If it’s disturbing to look at these pictures over your morning cornflakes, it’s traumatic to take them, and witness the terrible events of September 11th. For himself Drew has found solace in talking about the sights that he has seen with his colleagues, and even in interviews such as the one with the Digital Journalist. His sense of professionalism also gives him a stoical attitude:

“It's part of the history that I have been able to photograph in my lifetime for the AP, whether it be a car wreck, or a fashion show, or this thing. I just have to place in that file drawer where you say, "I have covered major stuff", and this will go in that major file drawer. I just go on and do my thing.
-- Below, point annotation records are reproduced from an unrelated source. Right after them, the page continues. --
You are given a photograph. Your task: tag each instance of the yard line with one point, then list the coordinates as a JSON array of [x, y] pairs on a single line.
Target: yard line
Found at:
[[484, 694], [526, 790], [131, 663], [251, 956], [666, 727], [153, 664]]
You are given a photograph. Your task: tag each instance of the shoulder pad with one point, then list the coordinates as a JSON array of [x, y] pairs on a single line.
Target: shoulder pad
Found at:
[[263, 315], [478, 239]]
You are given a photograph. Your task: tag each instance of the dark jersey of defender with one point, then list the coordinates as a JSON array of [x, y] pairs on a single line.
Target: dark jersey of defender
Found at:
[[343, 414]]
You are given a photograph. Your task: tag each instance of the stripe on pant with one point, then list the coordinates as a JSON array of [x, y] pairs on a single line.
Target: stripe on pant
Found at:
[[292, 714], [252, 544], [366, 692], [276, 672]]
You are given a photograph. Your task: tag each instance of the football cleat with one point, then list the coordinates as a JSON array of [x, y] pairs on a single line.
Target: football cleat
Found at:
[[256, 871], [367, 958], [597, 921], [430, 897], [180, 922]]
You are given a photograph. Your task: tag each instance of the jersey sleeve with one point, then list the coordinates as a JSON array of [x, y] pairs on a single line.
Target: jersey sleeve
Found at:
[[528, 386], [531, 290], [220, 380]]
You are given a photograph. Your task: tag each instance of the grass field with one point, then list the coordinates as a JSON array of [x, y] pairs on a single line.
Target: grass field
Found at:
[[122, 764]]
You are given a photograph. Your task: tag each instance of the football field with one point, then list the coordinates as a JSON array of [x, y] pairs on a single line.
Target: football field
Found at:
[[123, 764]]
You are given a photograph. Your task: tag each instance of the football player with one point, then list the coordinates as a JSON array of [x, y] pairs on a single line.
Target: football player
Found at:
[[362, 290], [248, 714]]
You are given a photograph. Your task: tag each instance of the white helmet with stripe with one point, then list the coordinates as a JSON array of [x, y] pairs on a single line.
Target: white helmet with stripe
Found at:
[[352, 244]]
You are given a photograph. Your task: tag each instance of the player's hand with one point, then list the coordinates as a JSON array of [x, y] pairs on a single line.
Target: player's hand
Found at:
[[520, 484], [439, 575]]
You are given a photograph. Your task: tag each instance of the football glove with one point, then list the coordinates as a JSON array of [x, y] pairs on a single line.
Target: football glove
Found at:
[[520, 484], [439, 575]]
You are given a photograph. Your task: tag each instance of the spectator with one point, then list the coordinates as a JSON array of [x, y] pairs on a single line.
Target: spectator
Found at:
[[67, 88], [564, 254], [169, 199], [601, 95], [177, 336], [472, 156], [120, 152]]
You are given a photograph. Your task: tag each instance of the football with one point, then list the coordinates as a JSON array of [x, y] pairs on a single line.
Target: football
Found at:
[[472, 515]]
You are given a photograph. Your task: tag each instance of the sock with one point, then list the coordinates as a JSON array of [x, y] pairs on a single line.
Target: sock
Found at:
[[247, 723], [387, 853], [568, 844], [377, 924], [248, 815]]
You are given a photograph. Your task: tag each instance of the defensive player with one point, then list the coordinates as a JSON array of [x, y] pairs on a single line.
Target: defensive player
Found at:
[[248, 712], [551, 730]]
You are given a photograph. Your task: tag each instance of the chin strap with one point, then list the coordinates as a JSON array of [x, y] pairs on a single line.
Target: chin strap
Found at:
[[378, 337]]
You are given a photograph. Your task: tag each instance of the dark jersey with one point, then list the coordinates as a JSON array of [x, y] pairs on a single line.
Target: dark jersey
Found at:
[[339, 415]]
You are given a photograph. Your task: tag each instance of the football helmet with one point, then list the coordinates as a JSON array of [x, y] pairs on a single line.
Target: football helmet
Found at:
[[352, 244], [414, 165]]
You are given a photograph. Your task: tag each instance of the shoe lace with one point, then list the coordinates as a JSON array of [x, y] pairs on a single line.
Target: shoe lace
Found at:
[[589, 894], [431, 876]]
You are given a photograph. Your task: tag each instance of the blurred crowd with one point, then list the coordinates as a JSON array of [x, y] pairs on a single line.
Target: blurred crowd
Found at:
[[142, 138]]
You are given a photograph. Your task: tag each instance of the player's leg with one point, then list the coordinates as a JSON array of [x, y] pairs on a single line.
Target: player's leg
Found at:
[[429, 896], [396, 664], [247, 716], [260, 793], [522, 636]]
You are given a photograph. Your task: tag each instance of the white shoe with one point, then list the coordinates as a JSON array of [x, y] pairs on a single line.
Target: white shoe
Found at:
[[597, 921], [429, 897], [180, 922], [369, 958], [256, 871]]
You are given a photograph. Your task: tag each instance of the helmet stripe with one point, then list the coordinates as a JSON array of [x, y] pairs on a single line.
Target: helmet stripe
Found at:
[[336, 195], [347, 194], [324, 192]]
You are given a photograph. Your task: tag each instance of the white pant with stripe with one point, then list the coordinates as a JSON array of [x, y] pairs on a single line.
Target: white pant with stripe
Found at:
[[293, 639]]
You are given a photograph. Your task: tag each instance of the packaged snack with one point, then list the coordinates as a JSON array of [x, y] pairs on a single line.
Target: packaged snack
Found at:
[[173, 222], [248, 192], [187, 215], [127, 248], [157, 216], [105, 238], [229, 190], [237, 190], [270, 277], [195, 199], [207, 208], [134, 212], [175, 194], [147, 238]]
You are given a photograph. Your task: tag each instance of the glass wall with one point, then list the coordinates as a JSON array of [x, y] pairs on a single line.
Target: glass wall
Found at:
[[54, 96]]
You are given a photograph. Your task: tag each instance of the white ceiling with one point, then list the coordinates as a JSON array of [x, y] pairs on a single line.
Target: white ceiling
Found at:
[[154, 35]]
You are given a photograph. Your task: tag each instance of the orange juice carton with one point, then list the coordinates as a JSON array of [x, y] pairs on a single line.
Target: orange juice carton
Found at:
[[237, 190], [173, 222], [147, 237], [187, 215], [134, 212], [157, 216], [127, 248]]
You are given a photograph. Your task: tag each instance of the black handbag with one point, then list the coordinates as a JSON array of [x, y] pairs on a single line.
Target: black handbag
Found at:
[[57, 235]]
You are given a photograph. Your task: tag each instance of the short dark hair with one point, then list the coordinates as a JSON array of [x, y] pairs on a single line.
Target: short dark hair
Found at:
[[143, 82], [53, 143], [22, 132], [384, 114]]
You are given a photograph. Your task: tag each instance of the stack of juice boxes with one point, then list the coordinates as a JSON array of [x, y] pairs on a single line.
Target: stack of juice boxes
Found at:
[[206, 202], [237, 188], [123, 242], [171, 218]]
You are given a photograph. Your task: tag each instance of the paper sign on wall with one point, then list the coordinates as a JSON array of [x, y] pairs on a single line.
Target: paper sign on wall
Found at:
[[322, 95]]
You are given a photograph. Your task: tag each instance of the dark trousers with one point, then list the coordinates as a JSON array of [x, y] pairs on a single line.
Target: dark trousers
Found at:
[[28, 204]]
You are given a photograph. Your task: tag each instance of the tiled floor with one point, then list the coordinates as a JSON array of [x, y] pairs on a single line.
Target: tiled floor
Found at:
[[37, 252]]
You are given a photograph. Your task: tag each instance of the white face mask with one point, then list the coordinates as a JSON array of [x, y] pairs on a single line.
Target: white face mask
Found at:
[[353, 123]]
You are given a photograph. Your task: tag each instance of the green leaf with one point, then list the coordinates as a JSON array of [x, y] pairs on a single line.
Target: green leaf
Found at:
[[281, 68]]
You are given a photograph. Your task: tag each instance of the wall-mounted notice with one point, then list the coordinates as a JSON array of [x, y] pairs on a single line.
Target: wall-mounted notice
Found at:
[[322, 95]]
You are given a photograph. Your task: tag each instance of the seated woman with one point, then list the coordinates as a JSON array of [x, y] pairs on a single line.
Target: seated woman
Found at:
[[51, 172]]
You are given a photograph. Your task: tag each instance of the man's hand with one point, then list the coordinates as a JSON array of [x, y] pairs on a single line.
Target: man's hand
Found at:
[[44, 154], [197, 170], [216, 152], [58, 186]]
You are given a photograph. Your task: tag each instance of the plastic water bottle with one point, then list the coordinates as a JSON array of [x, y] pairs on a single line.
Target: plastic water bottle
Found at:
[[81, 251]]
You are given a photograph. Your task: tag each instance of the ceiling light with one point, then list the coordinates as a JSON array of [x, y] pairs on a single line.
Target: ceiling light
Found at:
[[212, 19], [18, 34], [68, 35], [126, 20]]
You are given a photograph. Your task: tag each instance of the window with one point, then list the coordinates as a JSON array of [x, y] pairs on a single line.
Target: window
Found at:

I have covered the stock market 3 or 4 days or more since this has happened and whatever else has to be done, that's what I will do.”

However this philosophical attitude does not extend to his children. He worries about the America that they will grow up in, especially his youngest daughter:

“My 3 year old, whenever she sees a tall building, says "Daddy, is that the World Trade Center?" All this has permeated her psyche. I told her the other day: "You won't see the World Trade Center anymore. There was an explosion and it fell down." There is no way she can grasp the enormity of 10,000 people being killed, or 6,000 people being killed, at one time at her age. It will change how she grows up in the United States, because certain freedoms that I have enjoyed over the years are going to be different. Things are going to change. Personal freedoms. How we move around. How we are looked at. People in Europe have been doing this for years. We all travel through airports in our lives. I think the first time my wife and I got off a plane in Madrid before we went through customs, to see soldiers carrying rifles in the airport, it was something we didn't see here. I always thought security was a joke at New York airports, and in US airports to begin with. You can go through any European or Middle Eastern airport and things are a lot tougher.”

However he also feels that the heightened security that is omnipresent in New York post-September 11th will at best give New Yorkers the illusion of greater safety.

“When I go to my office every day, people are checking IDs, bags and stuff. But I think the toothpaste’s out of the tube on this one because no one brought anything in in a bag, anything in in a suitcase, nothing in a backpack. It came in at 600 miles per hour in a 757 airplane. So I think all this is giving people a false sense of security in a way by throwing up all these security nets around major buildings. It's not going to come in that way. We've already seen how it's going to come in, in a truck, like it did at Oklahoma City at the Federal building or it's going to come in by plane, like it did at the World Trade Center. It's going to be major.”

Drew hasn’t seen one image that he considers to be the iconic summation of the disaster, but he feels that the photographic coverage of it has influenced the American public:

“I think it has rallied the Americans. At least what I can see. It’s seemed to have rallied everyone. Everyone is carrying flags, they have flags on their cars, and they have flags on their lapels, flags on their hats at the NY stock exchange. They have flags everywhere. People on the street corners are all selling flags. There is a sense of patriotism that probably wasn't that strong as it was when this thing started, you know. You can't screw with us. We are going to go after you. We're not going to sit back here and take it.”

He pauses and reflects for a moment: “We'll see how effective that is.”